GAZA, (PIC)
“The most important thing is to feed my kids — even if it’s just bread and oil,” says Umm Luay Jundiyah, as she lays out a piece of dry bread on an old blanket inside a communal shelter in Gaza.
In the city of Hashim, securing a single meal is no longer a daily task — it has become a true battle. Supply lines have been cut, aid is scarce, and the world’s voices are silent except for hollow statements of solidarity.
“Every day I stand in line at the bakery from dawn, and sometimes I come back with nothing. Bread has become like gold,” says Mahmoud Abu Al-Sheikh, a young man displaced from Beit Hanoun, to the Palestinian Information Center.
Childhood under siege
In one corner of a school-turned-shelter housing hundreds of displaced families, ten-year-old Malak Ahmad Al-Nabih draws on a crumbling wall using a piece of charcoal. Her drawings are not of flowers or kites — but of a warplane and a mother crying beside a body.
“Every day we hear planes. We get scared, but there’s nowhere to run,” says Malak.
Schools have been closed for months, but the children are still learning — how to hide under tables, how to run to safer areas, and how to hold back their tears so their mothers won’t worry.
Dignity hanging on laundry lines
On a street in Nuseirat refugee camp, Abu Raed Mushtaha has reopened his sewing machine atop the rubble of his destroyed shop.
“We sew for people for free. No one has money, but we still need clothes and warmth.”
Life continues, but nothing about it is normal.
Women hang clothes on downed power lines. Children play atop the ruins. Men guard their homes not from airstrikes — but from looters.
The inner siege: When a person faces the world alone
The tragedy in Gaza is not just the destruction — it’s the silence.
“We don’t lack skill — we lack tools,” says Dr.
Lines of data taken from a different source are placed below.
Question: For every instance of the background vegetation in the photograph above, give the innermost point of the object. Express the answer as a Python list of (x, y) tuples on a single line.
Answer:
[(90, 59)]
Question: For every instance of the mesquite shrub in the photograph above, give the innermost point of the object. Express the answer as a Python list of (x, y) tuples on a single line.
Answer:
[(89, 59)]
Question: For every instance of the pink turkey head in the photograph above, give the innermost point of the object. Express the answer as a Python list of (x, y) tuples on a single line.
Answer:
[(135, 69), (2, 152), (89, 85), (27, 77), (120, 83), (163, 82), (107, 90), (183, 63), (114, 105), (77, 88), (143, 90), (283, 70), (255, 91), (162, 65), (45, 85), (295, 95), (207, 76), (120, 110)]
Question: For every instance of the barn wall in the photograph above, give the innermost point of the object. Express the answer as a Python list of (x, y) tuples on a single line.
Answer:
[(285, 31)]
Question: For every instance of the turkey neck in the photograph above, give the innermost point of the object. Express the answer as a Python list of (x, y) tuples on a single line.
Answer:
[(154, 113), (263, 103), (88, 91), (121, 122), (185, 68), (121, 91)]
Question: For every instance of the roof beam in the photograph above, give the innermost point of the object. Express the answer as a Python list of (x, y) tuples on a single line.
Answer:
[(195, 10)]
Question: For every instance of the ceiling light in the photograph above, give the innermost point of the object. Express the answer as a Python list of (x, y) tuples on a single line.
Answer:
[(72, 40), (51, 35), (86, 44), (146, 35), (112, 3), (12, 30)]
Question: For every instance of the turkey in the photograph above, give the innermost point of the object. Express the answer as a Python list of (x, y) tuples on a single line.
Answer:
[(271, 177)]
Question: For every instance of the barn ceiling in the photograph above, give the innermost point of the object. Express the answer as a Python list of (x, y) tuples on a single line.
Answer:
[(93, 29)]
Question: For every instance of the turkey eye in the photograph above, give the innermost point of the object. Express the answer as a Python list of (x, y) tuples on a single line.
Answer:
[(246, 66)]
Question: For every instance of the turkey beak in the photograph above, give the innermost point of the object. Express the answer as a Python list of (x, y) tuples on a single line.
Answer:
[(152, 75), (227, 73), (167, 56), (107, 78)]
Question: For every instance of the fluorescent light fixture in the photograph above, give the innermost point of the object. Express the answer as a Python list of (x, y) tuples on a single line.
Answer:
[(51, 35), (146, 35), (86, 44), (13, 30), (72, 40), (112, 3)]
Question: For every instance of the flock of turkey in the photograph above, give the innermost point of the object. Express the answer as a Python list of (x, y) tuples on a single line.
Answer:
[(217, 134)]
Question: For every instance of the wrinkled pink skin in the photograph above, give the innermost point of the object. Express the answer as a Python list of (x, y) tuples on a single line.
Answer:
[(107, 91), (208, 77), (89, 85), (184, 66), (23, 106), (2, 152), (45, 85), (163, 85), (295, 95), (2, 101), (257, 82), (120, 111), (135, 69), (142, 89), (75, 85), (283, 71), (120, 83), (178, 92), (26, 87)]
Wael Imad, a physician in a field hospital. “We stitch wounds without anesthesia. We lose lives because a shipment of medicine didn’t arrive.”
Gazans feel surrounded not only by walls and tanks, but by international abandonment. “We’re no longer waiting for decisions. We’re just waiting for this catastrophe to end.”
Hope cannot be bombed
Despite it all, the spirit remains unbroken.
Some families hold prayer circles; others tell stories to their children. Some have started planting vegetables on rooftops. Others organize soccer matches for children in school courtyards.
“We don’t want the world’s pity. We want it to hear us,” says Nadia, a young woman who writes in her diary daily to document both pain and hope.
Gaza is not dying — it is screaming.
Gaza is not the victim of fate — it is the victim of occupation, siege, and a world that chose to look away.
But what the world still fails to understand is this: a people who love life — despite everything — cannot be defeated.